Ama Kuzey Amerika’nın yüzlerce yıl önce batmadığını biliyorsunuz. Basit bir nedenden ötürü: batsaydı, duymuş olurdunuz. Öylesine benzersiz ve şaşırtıcı, milyonlarca insanın tanık olduğu, tartıştığı, nesilden nesle aktardığı bir olay, tarihin bir parçası olurdu. Kimsenin duymamış olması, hikâyenin doğru olmadığı anlamına gelir, dolayısıyla da kabul edilemez.
Büyük önem taşıyan ve çok sayıda tanığı bulunan bir olay, kandırmaca şeklinde sürdürülemez.
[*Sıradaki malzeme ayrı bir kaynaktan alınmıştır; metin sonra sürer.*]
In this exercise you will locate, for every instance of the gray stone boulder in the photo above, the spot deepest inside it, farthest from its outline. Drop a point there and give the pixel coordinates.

Gerçekleşmemiş olsaydı herkes yalan olduğunu anlayacaktı çünkü kimse ondan söz edildiğini duymamış olacaktı. Başka bir deyişle eğer böyle bir olay tarihin bir parçası olarak kabul edilmişse, gerçekten olmuş demektir.
Bir an için Sinay Dağı’ndaki vahyin gerçekten kandırmaca olduğunu varsayalım; Tanrı Tora’yı yazmadı. O halde Sinay’da vahiy binlerce yıl boyunca nasıl ulusumuzun tarihinin parçası olarak kabul edildi?
Diyelim ki Ezra günün birinde elinde bir yazı rulosu ile göründü.
“Elinde ne var Ezra?”
“Bu Tora’dır.”
“Tora mı? O da ne?”
“Kanunlar, tarih ve öykülerle dolu şaşırtıcı bir kitap. Bir göz at istersen.”
“Çok güzel Ezra. Bunu nerede buldun?”
“Kitabı açarsan görürsün. Bu kitap binlerce yıl önce atalarımıza verilmişti. Üç milyon insan Sinay Dağı’nda Tanrı’nın konuştuğunu duydu! Tanrı herkese göründü, kanununu ve talimatlarını verdi.”
Böyle bir iddiaya nasıl cevap verirdiniz?
İnsanlar Ezra’ya tuhaf tuhaf bakıp şöyle diyecekti.
“Olur mu böyle şey? Olabilecek en önemli olaylardan birini anlatıyorsun ve atalarımızın başından geçtiğini iddia ediyorsun. Neden daha önce bunu duymadık?
“Çok uzun zaman önceydi. Tabii ki duymayacaksınız.”
“Hadi canım! Büyükbabalarımız ulusumuzun tarihindeki en önemli olayı bize aktarmaz mıydı? Bütün bir ulusun, 3 milyon insanın Tanrı’nın konuştuğunu duyduğunu ve Tora adlı bir kitabı verdiğini söylüyorsun ama hiçbirimiz bunun sözünün edildiğini duymadık. Yalan söylüyor olmalısın.”
Nasıl ki bir kıtanın battığı şakasıyla kimseyi kandıramazsanız, bütün bir halkı atalarının insanlık tarihinde benzersiz bir olaya tanık olduklarına da inandırmak için de şaka yapamazsınız.
Binlerce yıl boyunca Sinay, Yahudi tarihinin merkezi olarak kabul edilmiştir. Başka türlü bunu açıklamak nasıl mümkün olur? Bir halka böyle bir iddiayı kabul ettirmek ancak gerçekten olduysa mümkündür.